Market

IHSG Bangkit, Sektor Energi dan Teknologi Menguat

×

IHSG Bangkit, Sektor Energi dan Teknologi Menguat

Sebarkan artikel ini

IHSG naik sebesar 0,53% dan mencapai level 7.305,25, melampaui level psikologis 7.300.

Foto: Ilustrasi.

StockReview.id – Indeks Harga Saham Gabungan (IHSG) kembali pulih pada sesi perdagangan pertama Selasa (12/11/2024) setelah melemah dalam beberapa hari terakhir.

Pada pukul 10:30 WIB, IHSG naik sebesar 0,53% dan mencapai level 7.305,25, melampaui level psikologis 7.300.

Sebelumnya, IHSG bertahan di sekitar level 7.200 setelah sempat menyentuh titik kritis 7.100 akibat tekanan jual investor asing.

Nilai transaksi IHSG di sesi pertama ini telah mencapai Rp12,4 triliun dengan volume sebesar 3,7 miliar saham yang diperdagangkan sebanyak 253.641 kali.

Baca Juga: BEI Pantau Ketat Pergerakan Tiga Saham Ini

Sebanyak 261 saham mengalami kenaikan, sementara 262 saham melemah, dan 232 saham cenderung stabil.

Sektor energi dan teknologi memberikan dukungan terbesar terhadap IHSG, masing-masing mengalami kenaikan 2,2% dan 1,41%.

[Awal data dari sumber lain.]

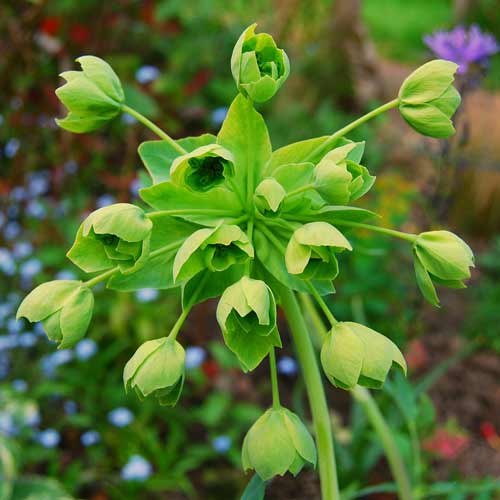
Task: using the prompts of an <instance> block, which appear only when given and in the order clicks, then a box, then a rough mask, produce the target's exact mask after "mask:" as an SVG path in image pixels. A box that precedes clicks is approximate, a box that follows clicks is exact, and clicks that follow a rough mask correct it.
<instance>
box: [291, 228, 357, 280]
mask: <svg viewBox="0 0 500 500" xmlns="http://www.w3.org/2000/svg"><path fill="white" fill-rule="evenodd" d="M345 249H347V250H352V247H351V244H350V243H349V242H348V241H347V239H346V238H345V236H344V235H343V234H342V233H341V232H340V231H339V230H338V229H337V228H335V227H333V226H332V225H331V224H328V223H327V222H310V223H308V224H304V225H303V226H301V227H299V228H298V229H297V230H296V231H295V232H294V233H293V235H292V237H291V238H290V241H289V243H288V246H287V247H286V252H285V263H286V267H287V270H288V272H289V273H290V274H296V275H298V277H299V278H302V279H317V280H332V279H334V278H335V277H336V276H337V274H338V271H339V269H338V263H337V259H336V257H335V252H341V251H343V250H345Z"/></svg>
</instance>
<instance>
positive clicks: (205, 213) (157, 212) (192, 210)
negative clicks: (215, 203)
mask: <svg viewBox="0 0 500 500" xmlns="http://www.w3.org/2000/svg"><path fill="white" fill-rule="evenodd" d="M240 213H241V212H238V213H237V214H236V213H233V212H230V211H228V210H224V209H223V208H176V209H173V210H157V211H155V212H148V213H147V214H146V215H147V216H148V217H151V216H155V215H173V216H175V215H191V214H192V215H197V214H201V215H211V214H212V215H225V216H227V217H232V216H233V215H238V216H239V215H240Z"/></svg>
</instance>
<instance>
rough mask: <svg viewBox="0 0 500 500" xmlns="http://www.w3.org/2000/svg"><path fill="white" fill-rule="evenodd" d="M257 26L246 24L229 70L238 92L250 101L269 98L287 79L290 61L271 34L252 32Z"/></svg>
mask: <svg viewBox="0 0 500 500" xmlns="http://www.w3.org/2000/svg"><path fill="white" fill-rule="evenodd" d="M256 26H257V25H256V24H252V25H251V26H249V27H248V28H247V29H246V30H245V31H244V32H243V33H242V34H241V36H240V38H239V40H238V41H237V42H236V45H235V46H234V50H233V55H232V57H231V71H232V73H233V77H234V79H235V81H236V85H237V87H238V89H239V90H240V92H241V93H243V94H244V95H247V96H249V97H250V99H252V100H253V101H256V102H264V101H267V100H269V99H271V97H272V96H273V95H274V94H275V93H276V92H277V91H278V89H279V88H280V87H281V85H283V83H284V82H285V80H286V79H287V78H288V75H289V74H290V62H289V60H288V56H287V55H286V53H285V51H284V50H282V49H280V48H278V47H277V45H276V42H275V41H274V39H273V37H272V36H271V35H268V34H267V33H259V34H258V35H256V34H255V27H256Z"/></svg>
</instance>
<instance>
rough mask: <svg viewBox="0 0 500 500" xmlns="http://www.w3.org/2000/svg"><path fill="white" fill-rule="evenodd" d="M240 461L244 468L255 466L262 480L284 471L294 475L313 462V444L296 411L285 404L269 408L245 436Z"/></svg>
mask: <svg viewBox="0 0 500 500" xmlns="http://www.w3.org/2000/svg"><path fill="white" fill-rule="evenodd" d="M241 461H242V463H243V468H244V469H245V470H248V469H253V470H255V472H256V473H257V474H258V475H259V476H260V477H261V478H262V479H263V480H264V481H267V480H268V479H271V478H272V477H274V476H283V475H284V474H285V473H286V472H291V473H292V474H293V475H294V476H296V475H297V474H298V473H299V472H300V471H301V469H302V467H304V465H306V464H309V465H312V466H313V467H314V466H315V465H316V448H315V446H314V441H313V439H312V437H311V435H310V434H309V431H308V430H307V429H306V427H305V425H304V424H303V423H302V422H301V420H300V418H299V417H297V415H295V413H292V412H291V411H290V410H287V409H286V408H278V409H274V408H271V409H269V410H267V411H266V412H265V413H264V414H263V415H262V416H261V417H259V419H258V420H257V421H256V422H255V423H254V424H253V425H252V427H251V428H250V430H249V431H248V433H247V435H246V436H245V439H244V440H243V449H242V452H241Z"/></svg>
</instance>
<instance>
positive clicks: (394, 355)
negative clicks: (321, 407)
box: [321, 322, 406, 389]
mask: <svg viewBox="0 0 500 500" xmlns="http://www.w3.org/2000/svg"><path fill="white" fill-rule="evenodd" d="M321 364H322V365H323V370H324V372H325V374H326V376H327V377H328V379H329V380H330V382H331V383H332V384H333V385H335V386H336V387H340V388H342V389H352V388H353V387H354V386H355V385H356V384H359V385H363V386H365V387H369V388H371V389H379V388H380V387H382V385H383V384H384V382H385V378H386V377H387V374H388V373H389V370H390V369H391V367H392V366H393V364H395V365H396V366H399V368H401V369H402V370H403V372H404V373H405V374H406V362H405V360H404V357H403V355H402V354H401V352H400V350H399V349H398V348H397V346H396V344H394V342H392V341H391V340H389V339H388V338H387V337H385V336H384V335H381V334H380V333H378V332H376V331H375V330H372V329H370V328H368V327H366V326H363V325H360V324H358V323H351V322H341V323H337V324H336V325H335V326H334V327H333V328H332V330H331V331H330V332H328V335H327V338H326V340H325V342H324V343H323V347H322V348H321Z"/></svg>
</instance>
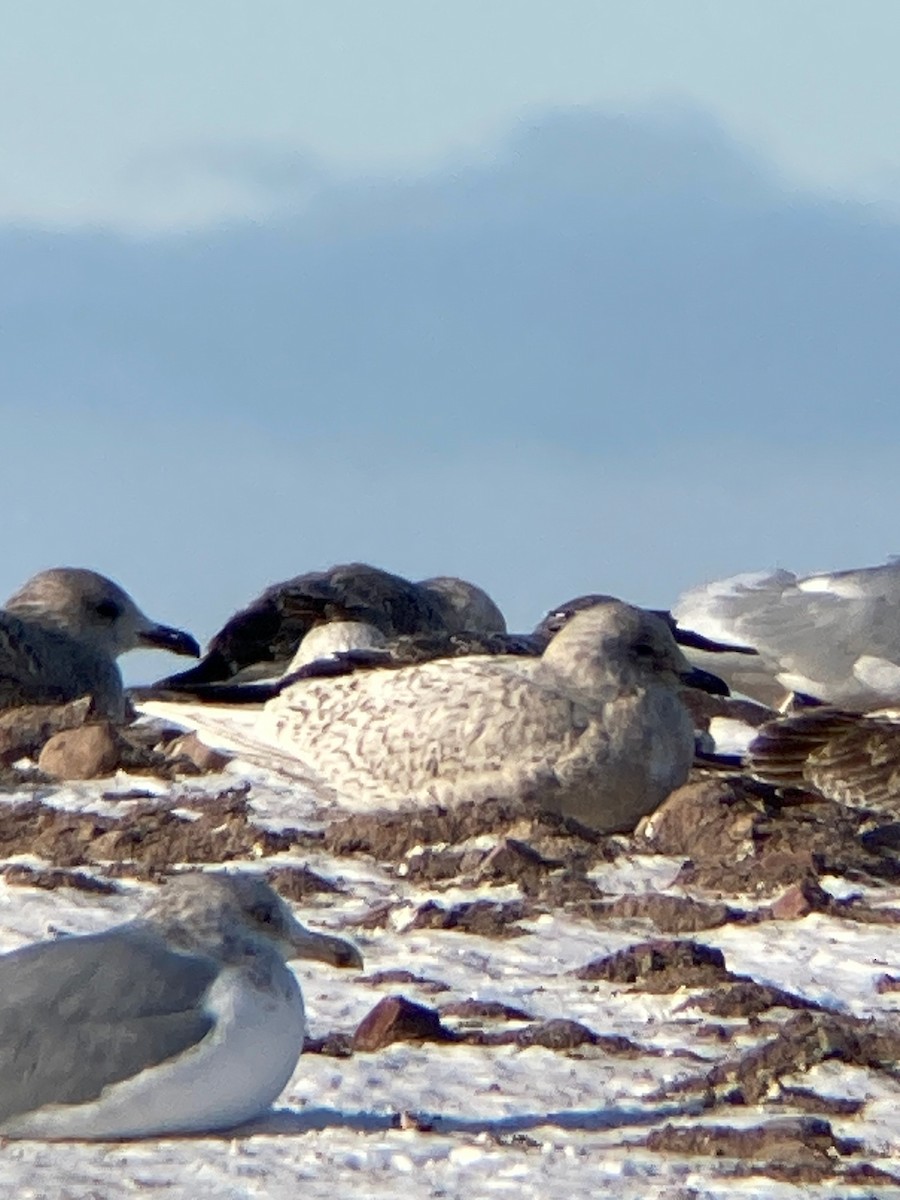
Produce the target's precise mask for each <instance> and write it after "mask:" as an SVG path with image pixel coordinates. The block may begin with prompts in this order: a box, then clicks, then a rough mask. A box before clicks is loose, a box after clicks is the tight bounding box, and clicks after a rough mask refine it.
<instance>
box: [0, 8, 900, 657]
mask: <svg viewBox="0 0 900 1200" xmlns="http://www.w3.org/2000/svg"><path fill="white" fill-rule="evenodd" d="M0 5H1V8H2V22H1V23H0V446H1V449H2V455H4V458H2V462H4V468H2V472H0V511H2V532H4V538H2V545H4V551H2V554H1V556H0V599H1V598H2V596H5V595H8V594H10V593H11V592H12V590H13V589H14V588H17V587H18V586H19V584H20V583H22V582H23V581H24V580H25V578H26V577H28V576H29V575H31V574H34V571H36V570H40V569H42V568H47V566H54V565H73V566H91V568H95V569H97V570H102V571H106V572H107V574H109V575H112V576H113V577H114V578H116V580H119V582H121V583H122V584H124V586H125V587H126V588H128V589H130V590H131V592H132V593H133V594H134V596H136V599H137V600H138V601H139V602H140V604H142V606H144V607H145V608H146V610H148V611H149V612H151V613H152V614H154V616H155V617H157V619H162V620H166V622H167V623H170V624H179V625H182V626H185V628H190V629H191V630H192V631H193V632H194V634H196V635H197V636H198V638H199V640H200V641H204V640H206V638H209V636H210V635H211V634H212V632H214V631H215V629H216V628H217V625H218V624H221V622H222V620H223V619H224V618H226V617H227V616H228V614H229V613H232V612H233V611H234V610H235V608H236V607H238V606H240V605H241V604H245V602H246V601H248V600H250V599H251V598H253V596H254V595H257V594H258V593H259V592H260V590H262V589H263V588H264V587H266V586H268V584H269V583H271V582H274V581H276V580H278V578H286V577H289V576H292V575H296V574H299V572H301V571H306V570H313V569H319V568H324V566H328V565H330V564H331V563H336V562H342V560H343V562H346V560H353V559H359V560H368V562H374V563H377V564H378V565H380V566H384V568H386V569H389V570H395V571H400V572H402V574H406V575H409V576H410V577H413V578H422V577H425V576H428V575H443V574H458V575H463V576H467V577H470V578H473V580H475V581H476V582H479V583H480V584H482V586H484V587H486V588H487V589H488V590H490V592H491V593H492V594H493V595H494V596H496V599H497V601H498V602H499V604H500V606H502V607H503V608H504V611H505V612H506V614H508V617H509V620H510V624H511V626H512V628H523V626H524V628H527V626H529V625H532V624H533V623H534V622H535V620H538V619H539V618H540V616H542V613H544V612H545V611H546V610H547V608H548V607H551V606H554V605H558V604H559V602H562V601H564V600H566V599H569V598H571V596H572V595H574V594H577V593H578V592H588V590H589V592H611V593H616V594H618V595H622V596H623V598H624V599H628V600H634V601H636V602H646V604H652V605H655V606H662V605H671V604H672V602H673V601H674V600H676V598H677V595H678V593H679V592H680V590H683V589H684V588H686V587H689V586H691V584H696V583H698V582H701V581H703V580H708V578H714V577H720V576H722V575H726V574H731V572H734V571H739V570H754V569H761V568H767V566H774V565H781V566H787V568H792V569H797V570H799V571H808V570H820V569H836V568H842V566H860V565H865V564H866V563H874V562H880V560H883V558H884V557H886V556H888V554H892V553H896V552H899V551H900V544H899V541H898V538H896V512H898V508H899V506H900V482H898V478H899V476H898V472H896V469H895V457H896V455H895V446H896V443H898V439H899V438H900V406H898V403H896V395H898V384H896V380H898V378H900V340H898V336H896V313H898V311H900V139H899V138H898V137H896V130H898V127H900V121H898V118H899V116H900V71H898V70H896V53H898V47H900V2H898V0H853V2H850V0H840V2H835V0H618V2H606V0H540V2H536V0H317V2H306V0H31V2H25V4H20V2H19V4H12V2H8V0H7V2H6V4H2V0H0ZM859 202H863V203H859ZM874 202H877V203H874ZM170 668H172V665H169V670H170ZM130 670H131V671H132V672H133V671H134V670H136V668H134V667H132V668H130ZM166 670H167V665H166V664H164V662H161V664H158V665H154V664H150V665H149V666H146V667H145V668H144V667H143V665H142V667H140V671H142V672H144V674H152V673H154V672H155V671H158V672H160V673H162V672H164V671H166Z"/></svg>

Beberapa emiten yang menopang IHSG di antaranya PT Bank Mandiri (Persero) Tbk (BMRI) dari sektor perbankan, PT Barito Renewables Energy Tbk (BREN) milik Prajogo Pangestu, dan PT Amman Mineral Internasional Tbk (AMMN) dari sektor pertambangan.

Masing-masing emiten ini memberikan kontribusi positif dengan peningkatan sebesar 6,7 dan 6,1 indeks poin di sesi pertama.

IHSG sebelumnya tertekan oleh aksi jual bersih (net sell) investor asing dalam beberapa hari terakhir.

Kemarin, investor asing kembali mencatat aksi jual bersih atau outflow hingga Rp1,53 triliun di seluruh pasar, terutama di saham-saham perbankan besar.

Aksi net sell asing ini terjadi karena ketertarikan kembali investor pada pasar saham AS dan China setelah Donald Trump memenangkan Pemilu AS 2024.

Saat bersamaan, China mengumumkan stimulus besar.

Kemenangan Trump dalam pemilihan presiden Amerika Serikat (AS) memunculkan kekhawatiran pasar.

Ini terkait kebijakan yang bisa menekan negara-negara Asia, termasuk Indonesia.

Pada Kamis lalu, Reuters mencatat bahwa Trump berencana mengenakan tarif baru yang besar pada barang impor dari China dan Meksiko.

Kebijakan tarif tersebut memicu perkiraan inflasi, memperkuat dolar AS, dan menghambat pelonggaran kebijakan The Federal Reserve (The Fed).

Penguatan dolar AS berpotensi menarik dana keluar dari pasar negara berkembang, termasuk Indonesia, yang selama ini terpengaruh oleh aliran dana asing.

Sementara itu, China mengumumkan paket stimulus lima tahun senilai 10 triliun yuan atau setara Rp21.900 triliun pada Jumat lalu.

Stimulus ini bertujuan mengatasi masalah utang pemerintah daerah di China serta menandakan dukungan ekonomi yang lebih besar pada tahun depan.

Banyak analis menilai stimulus ini akan berdampak signifikan pada stabilitas ekonomi regional dan mendorong pertumbuhan yang lebih cepat.